AntiFold

Code for AntiFold paper, accepted for NeurIPS 2023 GenBio spotlight

Code: antifold_code.zip

Model: model.pt

License: BSD 3-Clause

Colab

To test the method out without installing it you can try this: Open In Colab

Install and run AntiFold

Use the Jupyter notebook or follow this guide with example PDBs:

Download AntiFold

# Download code
mkdir -p antifold_code && cd antifold_code
wget https://opig.stats.ox.ac.uk/data/downloads/AntiFold/antifold_code.zip
unzip antifold_code.zip

# Download model
mkdir -p models
wget -P models/ https://opig.stats.ox.ac.uk/data/downloads/AntiFold/models/model.pt

Install AntiFold (CPU)

conda create --name antifold python=3.10 -y
conda activate antifold
conda install -c pytorch pytorch
conda install -c pyg pyg -y
conda install -c conda-forge pip -y
# Install AntiFold from antifold_code directory
pip install .
pip install torch-geometric==2.4.0

Install AntiFold (GPU)

conda create --name antifold python=3.10 -y
conda activate antifold
conda install -c conda-forge pytorch-gpu
conda install -c pyg pyg -y
conda install -c conda-forge pip -y
# Install AntiFold from antifold_code directory
pip install .
pip install torch-geometric==2.4.0

Run AntiFold (residue probabilities, embeddings, sampled sequences)

# Residue probabilities, sample 10 sequences in CDRH3 from single PDB
python antifold/main.py \
    --out_dir output/single_pdb \
    --pdb_file data/pdbs/6y1l_imgt.pdb \
    --heavy_chain H \
    --light_chain L \
    --num_seq_per_target 10 \
    --sampling_temp "0.2" \
    --regions "CDRH3"

# Residue probabilities, sample 10 sequences at temperatures 0.20 & 0.30 in CDRs 1-3 from folder of PDBs
python antifold/main.py \
    --out_dir output/example_pdbs \
    --pdbs_csv data/example_pdbs.csv \
    --pdb_dir data/pdbs \
    --num_seq_per_target 10 \
    --sampling_temp "0.20 0.30" \
    --regions "CDR1 CDR2 CDR3"

# Extract ESM-IF1 embeddings from PDBs in folder, from all chains listed in untested.csv (not limited to VH/VL)
python antifold/main.py \
    --out_dir output/untested/ \
    --pdbs_csv data/untested.csv \
    --pdb_dir data/untested/ \
    --use_esm_if1_weights \
    --custom_chain_mode \
    --extract_embeddings

Input parameters

Required parameters:

- Option 1: PDB file (--pdb_file) + specified heavy and light chain (--heavy_chain and --light_chain)
- Option 2: PDB folder (--pdb_dir) + CSV file specifying chains (--pdbs_csv)
- Output directory (--out_dir) for output inverse folding probabilities CSV and optional generated sequences FASTA

Parameters for generating new sequences:

- Number of sequences to generate (--num_seq_per_target)
- Region to mutate (--region) based on inverse folding probabilities.
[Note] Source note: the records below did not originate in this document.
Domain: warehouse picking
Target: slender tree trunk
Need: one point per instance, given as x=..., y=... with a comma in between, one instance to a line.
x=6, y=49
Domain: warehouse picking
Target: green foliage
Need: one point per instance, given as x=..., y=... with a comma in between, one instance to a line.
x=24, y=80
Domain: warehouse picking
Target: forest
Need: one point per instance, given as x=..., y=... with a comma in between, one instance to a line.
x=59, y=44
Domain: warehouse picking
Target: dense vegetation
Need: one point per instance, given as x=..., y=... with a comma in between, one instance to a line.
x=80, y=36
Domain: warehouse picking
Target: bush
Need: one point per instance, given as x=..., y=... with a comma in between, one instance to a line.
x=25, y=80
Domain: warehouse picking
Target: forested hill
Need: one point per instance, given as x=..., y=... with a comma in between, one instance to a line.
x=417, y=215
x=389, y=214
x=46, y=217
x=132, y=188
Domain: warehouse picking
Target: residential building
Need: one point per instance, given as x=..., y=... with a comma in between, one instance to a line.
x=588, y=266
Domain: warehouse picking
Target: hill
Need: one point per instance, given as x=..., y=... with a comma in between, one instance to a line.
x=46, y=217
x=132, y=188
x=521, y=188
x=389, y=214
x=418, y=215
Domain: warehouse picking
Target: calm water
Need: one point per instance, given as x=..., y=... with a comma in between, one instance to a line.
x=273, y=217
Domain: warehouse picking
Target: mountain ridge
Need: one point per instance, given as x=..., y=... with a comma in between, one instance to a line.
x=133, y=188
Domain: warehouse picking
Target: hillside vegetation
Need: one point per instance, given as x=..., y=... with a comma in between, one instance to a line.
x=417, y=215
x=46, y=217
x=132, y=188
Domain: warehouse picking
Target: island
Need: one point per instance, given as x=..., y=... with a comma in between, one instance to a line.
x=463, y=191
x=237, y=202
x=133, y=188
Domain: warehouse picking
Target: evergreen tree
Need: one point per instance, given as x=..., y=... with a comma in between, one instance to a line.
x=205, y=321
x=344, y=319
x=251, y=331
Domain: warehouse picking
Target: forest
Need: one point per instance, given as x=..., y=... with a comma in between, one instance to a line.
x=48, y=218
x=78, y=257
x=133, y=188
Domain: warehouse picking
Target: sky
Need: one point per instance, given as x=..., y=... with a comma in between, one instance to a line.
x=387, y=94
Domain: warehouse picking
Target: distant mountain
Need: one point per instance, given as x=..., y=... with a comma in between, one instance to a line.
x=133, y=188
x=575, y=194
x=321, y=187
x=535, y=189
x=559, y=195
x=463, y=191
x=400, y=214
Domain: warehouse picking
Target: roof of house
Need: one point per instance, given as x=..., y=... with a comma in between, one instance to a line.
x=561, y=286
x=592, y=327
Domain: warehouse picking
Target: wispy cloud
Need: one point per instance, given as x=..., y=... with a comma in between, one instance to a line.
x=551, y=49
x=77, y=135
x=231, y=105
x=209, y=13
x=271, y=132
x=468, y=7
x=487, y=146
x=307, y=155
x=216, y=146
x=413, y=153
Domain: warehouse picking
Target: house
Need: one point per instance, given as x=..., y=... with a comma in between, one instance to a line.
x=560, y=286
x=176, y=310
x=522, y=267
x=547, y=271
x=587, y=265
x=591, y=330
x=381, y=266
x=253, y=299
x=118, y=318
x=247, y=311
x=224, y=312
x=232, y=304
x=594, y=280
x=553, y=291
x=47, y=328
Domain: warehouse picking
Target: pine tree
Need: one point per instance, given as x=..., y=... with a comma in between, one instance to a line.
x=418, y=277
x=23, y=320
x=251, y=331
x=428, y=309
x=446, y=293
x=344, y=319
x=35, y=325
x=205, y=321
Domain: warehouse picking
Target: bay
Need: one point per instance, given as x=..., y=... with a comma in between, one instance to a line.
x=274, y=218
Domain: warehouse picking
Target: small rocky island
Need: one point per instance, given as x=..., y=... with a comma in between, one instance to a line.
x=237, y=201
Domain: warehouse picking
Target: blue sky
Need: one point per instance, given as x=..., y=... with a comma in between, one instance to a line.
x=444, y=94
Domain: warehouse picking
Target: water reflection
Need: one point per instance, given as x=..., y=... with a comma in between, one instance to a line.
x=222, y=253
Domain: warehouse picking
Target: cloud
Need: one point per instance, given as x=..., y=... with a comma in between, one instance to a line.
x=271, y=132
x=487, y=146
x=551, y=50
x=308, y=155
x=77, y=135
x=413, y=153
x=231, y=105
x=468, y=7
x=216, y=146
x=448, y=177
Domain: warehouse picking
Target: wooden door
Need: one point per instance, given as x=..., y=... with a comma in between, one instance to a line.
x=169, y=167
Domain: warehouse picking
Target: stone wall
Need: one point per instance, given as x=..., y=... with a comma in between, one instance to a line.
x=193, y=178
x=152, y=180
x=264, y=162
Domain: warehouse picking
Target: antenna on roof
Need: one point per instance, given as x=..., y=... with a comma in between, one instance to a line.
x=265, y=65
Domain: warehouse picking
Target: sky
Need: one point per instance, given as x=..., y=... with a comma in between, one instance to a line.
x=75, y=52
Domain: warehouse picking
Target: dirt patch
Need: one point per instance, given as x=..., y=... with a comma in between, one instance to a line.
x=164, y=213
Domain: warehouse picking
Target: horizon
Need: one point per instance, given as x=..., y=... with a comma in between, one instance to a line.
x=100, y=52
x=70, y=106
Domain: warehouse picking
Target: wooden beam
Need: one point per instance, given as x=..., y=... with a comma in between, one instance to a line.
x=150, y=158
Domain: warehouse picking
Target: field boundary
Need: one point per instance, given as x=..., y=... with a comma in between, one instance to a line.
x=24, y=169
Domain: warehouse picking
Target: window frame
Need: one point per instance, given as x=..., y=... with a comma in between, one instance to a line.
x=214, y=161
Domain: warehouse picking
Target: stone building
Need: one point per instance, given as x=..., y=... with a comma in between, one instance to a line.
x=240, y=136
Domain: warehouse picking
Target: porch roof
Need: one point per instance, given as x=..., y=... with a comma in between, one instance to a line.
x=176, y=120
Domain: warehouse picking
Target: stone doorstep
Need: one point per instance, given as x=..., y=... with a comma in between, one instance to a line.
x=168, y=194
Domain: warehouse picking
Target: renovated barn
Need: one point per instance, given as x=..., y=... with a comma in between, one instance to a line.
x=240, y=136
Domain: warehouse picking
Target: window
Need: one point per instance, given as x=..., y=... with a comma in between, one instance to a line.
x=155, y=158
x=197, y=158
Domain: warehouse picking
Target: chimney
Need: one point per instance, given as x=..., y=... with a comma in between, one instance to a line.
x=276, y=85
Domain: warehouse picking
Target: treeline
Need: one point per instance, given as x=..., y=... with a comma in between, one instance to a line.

Select from list in IMGT_dict (e.g. 'CDRH1 CDRH2 CDRH3')
- Sampling temperature (--sampling_temp) controls generated sequence diversity, by scaling the inverse folding probabilities before sampling. Temperature = 1 means no change, while temperature ~ 0 only samples the most likely amino-acid at each position (acts as argmax).

Optional parameters:

- Multi-chain mode for including antigen or other chains (--custom_chain_mode) - Nb, experimental (see example above)
- Extract latent representations of PDB within model (--extract_embeddings)
- Use ESM-IF1 instead of AntiFold model weights (--model_path "ESM-IF1")

Example output

Output CSV with residue log-probabilities: Residue probabilities: 6y1l_imgt.csv

pdb_pos,pdb_chain,aa_orig,aa_pred,pdb_posins,perplexity,A,C,D,E,F,G,H,I,K,L,M,N,P,Q,R,S,T,V,W,Y
2,H,V,M,2,1.6488,-4.9963,-6.6117,-6.3181,-6.3243,-6.7570,-4.2518,-6.7514,-5.2540,-6.8067,-5.8619,-0.0904,-6.5493,-4.8639,-6.6316,-6.3084,-5.1900,-5.0988,-3.7295,-8.0480,-7.3236
3,H,Q,Q,3,1.3889,-10.5258,-12.8463,-8.4800,-4.7630,-12.9094,-11.0924,-5.6136,-10.9870,-3.1119,-8.1113,-9.4382,-6.2246,-13.3660,-0.0701,-4.9957,-10.0301,-6.8618,-7.5810,-13.6721,-11.4157
4,H,L,L,4,1.0021,-13.3581,-12.6206,-17.5484,-12.4801,-9.8792,-13.6382,-14.8609,-13.9344,-16.4080,-0.0002,-9.2727,-16.6532,-14.0476,-12.5943,-15.4559,-16.9103,-17.0809,-10.5670,-13.5334,-13.4324
...

Output FASTA file with sampled sequences: 6y1l_imgt.fasta

>6y1l_imgt , score=0.2934, global_score=0.2934, regions=['CDR1', 'CDR2', 'CDRH3'], model_name=AntiFold, seed=42
VQLQESGPGLVKPSETLSLTCAVSGYSISSGYYWGWIRQPPGKGLEWIGSIYHSGSTYYN
PSLKSRVTISVDTSKNQFSLKLSSVTAADTAVYYCAGLTQSSHNDANWGQGTLVTVSS/V
LTQPPSVSAAPGQKVTISCSGSSSNIGNNYVSWYQQLPGTAPKRLIYDNNKRPSGIPDRF
SGSKSGTSATLGITGLQTGDEADYYCGTWDSSLNPVFGGGTKLEIKR
> T=0.20, sample=1, score=0.3930, global_score=0.1869, seq_recovery=0.8983, mutations=12
VQLQESGPGLVKPSETLSLTCAVSGASITSSYYWGWIRQPPGKGLEWIGSIYYSGSTYYN
PSLKSRVTISVDTSKNQFSLKLSSVTAADTAVYYCAGLYGSPWSNPYWGQGTLVTVSS/V
LTQPPSVSAAPGQKVTISCSGSSSNIGNNYVSWYQQLPGTAPKRLIYDNNKRPSGIPDRF
SGSKSGTSATLGITGLQTGDEADYYCGTWDSSLNPVFGGGTKLEIKR
...

Example notebook

Notebook: notebook.ipynb

import pandas as pd

# Put IMGT numbered PDBs (Fv only, IMGT position 1-128) to process and load a CSV file with PDB names and heavy/light chains
# Define the PDB and chains in DataFrame
pdb_dir = "data/pdbs"
df_pdbs = pd.read_csv("data/example_pdbs.csv")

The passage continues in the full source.